市街化調整区域では、どんな施設を作ることができますか
原則、開発行為ができない
市街化調整区域は、都市計画法で定める都市計画区域のひとつです。同法では、市街化調整区域は「市街化を抑制すべき区域」と定義づけていて、特定の開発行為を除いて、開発許可をしてはいけない、と定めています。
市街化調整区域では、開発行為ができないのが基本であって、可能な開発行為は法令で定められているのです。
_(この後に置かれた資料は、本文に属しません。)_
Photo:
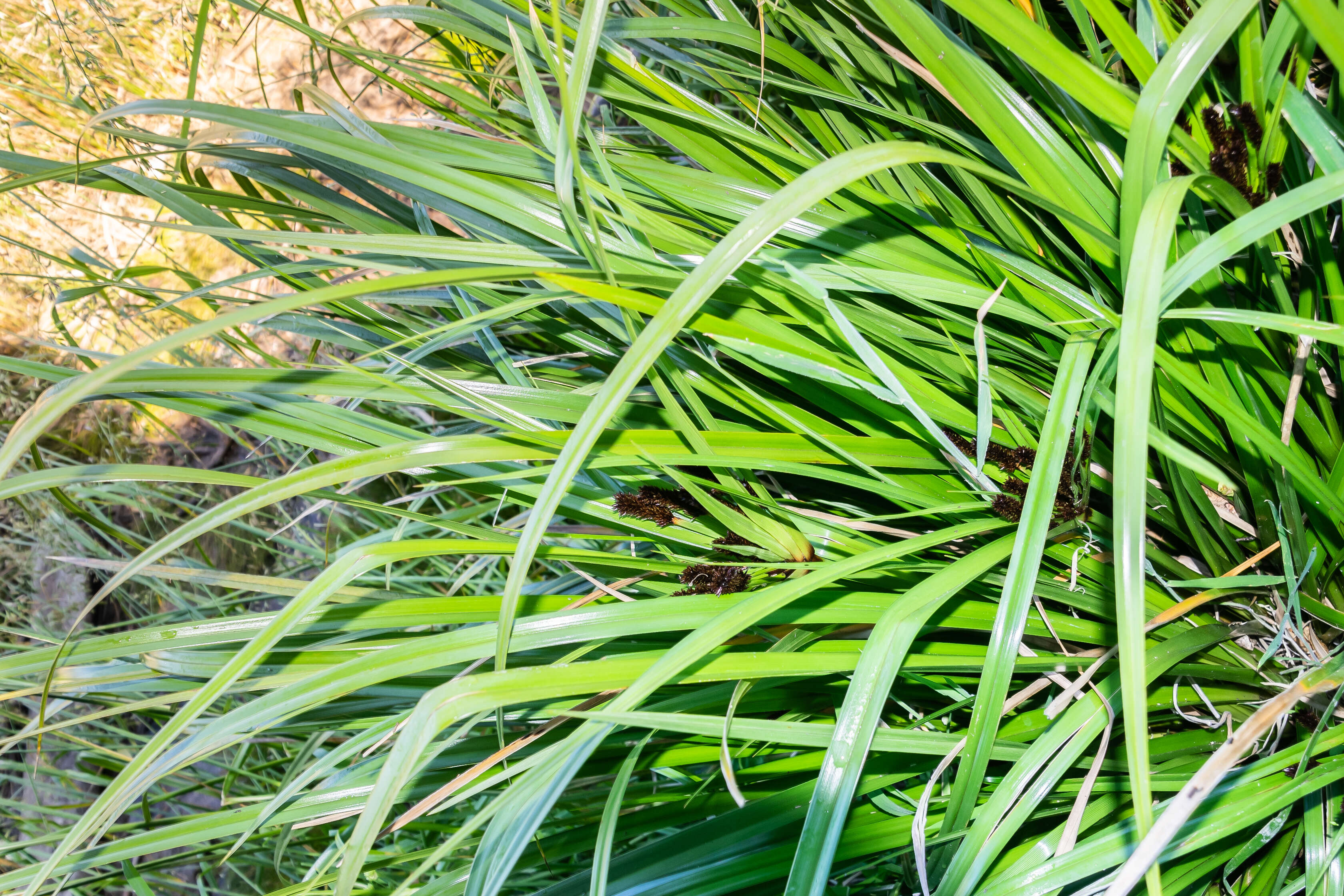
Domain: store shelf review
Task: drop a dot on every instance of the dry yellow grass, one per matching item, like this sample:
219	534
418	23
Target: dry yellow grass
62	62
したがって、市街化調整区域で作れる施設は①開発行為ではないもの②開発行為だが法令で認められているもの――の二つになります。
都市計画法第7条第3項
「市街化調整区域は、市街化を抑制すべき区域とする」
同第29条第1項
「都市計画区域(略)において開発行為をしようとする者は(略)都道府県知事(略)の許可を受けなければならない」
同第34条第1項
「市街化調整区域に係る開発行為(略)については(略)次の各号のいずれかに該当すると認める場合でなければ、都道府県知事は、開発許可をしてはならない」
①開発行為でないから作れる施設
開発行為とは「主として建築物の建築又は特定工作物の建設の用に供する目的で行なう土地の区画形質の変更」(同法第4条第12項)です。建築物を作らなければ開発行為にあたりませんし、建築物を作っても区画形質の変更をしなければ開発行為にあたりません。
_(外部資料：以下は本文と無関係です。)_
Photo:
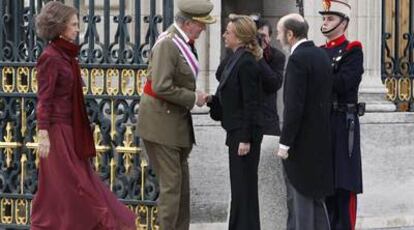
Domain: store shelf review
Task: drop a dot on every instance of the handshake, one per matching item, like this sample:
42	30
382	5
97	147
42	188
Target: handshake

青空駐車場、青空資材置場、太陽光発電施設などが開発行為にはあたりません。これらは、農地転用の目的になることが多いです。
②開発行為だが法令で容認
(1)29条「許可のいらない開発行為」
都市計画法第29条では、開発許可のいらない開発行為が定められています。
農地転用の関係で重要になってくるのは、第2号の「農業、林業若しくは漁業の用に供する政令で定める建築物又はこれらの業務を営む者の居住の用に供する建築物の建築の用に供する目的で行うもの」です。
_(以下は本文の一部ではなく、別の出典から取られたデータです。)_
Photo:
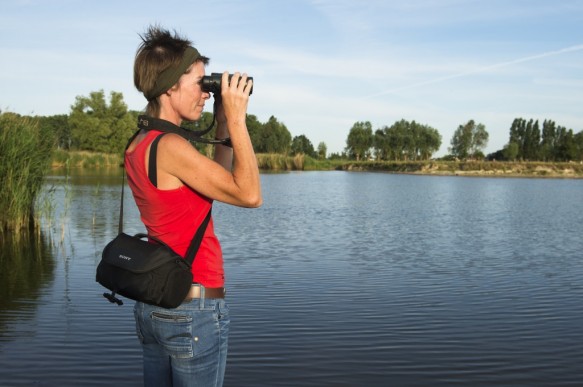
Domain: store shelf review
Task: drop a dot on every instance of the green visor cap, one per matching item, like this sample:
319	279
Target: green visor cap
172	74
代表的なものとして農家住宅があり、そのほか、畜舎、温室、農作業舎、集荷施設などが含まれます。
(2)34条「許可してもいい開発行為」
■公益上必要、日常生活に必要
都市計画法第34条では、開発許可をしてもいい開発行為が列挙されています。農地転用の関係では、「公益上必要」「日常生活に必要」な施設は許可できるとした第1号、「市街化区域内では困難」な施設を認める第12号などがポイントです。
同法34条第1号
「主として当該開発区域の周辺の地域において居住している者の利用に供する政令で定める公益上必要な建築物又はこれらの者の日常生活のため必要な物品の販売、加工若しくは修理その他の業務を営む店舗、事業場その他これらに類する建築物の建築の用に供する目的で行う開発行為
「公益上必要」な施設、「日常生活に必要」な施設は、奈良県の場合は、以下のようなものです。
(公益上必要な施設の例)
- 社会福祉法第2条に規定する社会福祉施設
- 介護保険法第8条第14項に規定する施設
- 医療法第1条の5第2項に規定する診療所
- 学校教育法第1条に規定する小学校、中学校又は幼稚園
日常生活に必要な施設の例
- コンビニエンスストア
- 食料品店
- 飲食店
- 理容店
- 洋服店
- クリーニング店
■市街化区域につくれない
同法第34条14号では、市街化区域内の立地が困難な施設の市街化調整区域での建築を認めています。これは開発審査会の議を経ることが条件です。農家の分家住宅などがこれに該当します。
同法第34条14号
前各号に掲げるもののほか、都道府県知事が開発審査会の議を経て、開発区域の周辺における市街化を促進するおそれがなく、かつ、市街化区域内において行うことが困難又は著しく不適当と認める開発行為
分家住宅とは、農家の子供や孫が建てる住宅です。条件としては、①同居か以前に同居②分家後に農業をする③農家や子供らが土地を所有している④同一集落か周辺地域――などがあります。
分家住宅以外に、14号にあてはまるものとしては、病院、有料老人ホーム、サービス付き高齢者向け住宅、介護老人保健施設、インターチェンジ付近の工場・流通施設、従業員寮などがあります。
■開発行為OKの11号区域
また、第34条第11号では、市街化区域に近く50以上の建築物がつながっている地域で条例指定した区域や用途では、開発行為は認められるとしています。奈良県条例では、既存の集落での住宅立地を認めており、現在、14市町村、70地区が指定されています。